Shift in the supply curve – Example
We consider the shift in the supply curve under a perfectly competitive market. A perfectly competitive market is where the industry is the price setter and all the firms in the markets are price takers. The shift of the supply curve under a perfectly competitive market is caused by the other determinants of the supply rather than the price. These factors include; the state of technology, prices of other goods, prices of factors of production, government subsidies and speculation among other factors. For shift in the supply curve to occur the prices and the others determinants of supply must be held constant.
We can give example of how each determinant of supply leads to a change in the supply curve. If we have a firm that is currently supplying fruits in the market. We assume that the supply curve will be influenced by prices and the level of technology only .The supply curve will remain the same when the level of technology is not changing and if the prices of the quantity supplied remains the same in the market. An improvement in the fruit packing and addition of value technology suggest that the total output and the revenue achieved will increase due to the changes in the packing technology. Therefore the supply will increase without an increase in price. The increased level of technology will therefore shift the supply curve downwards to the right.
We can give an example of wheat farming in Argentina. The amount supplied in the market will remain the same as long as the factors of production remain the same. We can assume that initially the factor of production that is fertilizer quantity is held at 50 bags and the costs of one bag of fertilizer is $50. The total price of inputs therefore is $2500 .if the price of one bag of fertilizer reduces to $40 the total prices of input factor (fertilizer) will be $ 2000. The reduction in the prices of input of fertilizer will make the farmers to produce more wheat hence increasing the supply. The supply will therefore shift downwards to the left when the prices of input commodity decreases .If the prices of a bag of fertilizer increased to $ 60 it means that the prices of input factor(fertilizer) will increase to $ 3000.Therefore the amount supplied in the market will reduce due to increase in the costs of production. The supply curve will therefore shift upwards to the right.

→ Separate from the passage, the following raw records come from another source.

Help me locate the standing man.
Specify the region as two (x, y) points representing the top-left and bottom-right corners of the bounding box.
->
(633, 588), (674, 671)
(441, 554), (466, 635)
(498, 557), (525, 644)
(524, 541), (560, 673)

We can also give another example of a wheat farmer in Argentina. If the farmer plants both wheat and corn in his/her ranch and suppose that the price of corn increases from $ 10 to $ 15 for a 10 pounds bag. We also assume that the prices of wheat remain the same the farmer will opt to plant corn rather than plant wheat .Therefore the quantity of wheat supplied in the market will reduce due to changes in the prices of corn. The supply curve for wheat will therefore shift upwards when the prices or corn increase and will shift downwards to the right when the prices of corn decreases.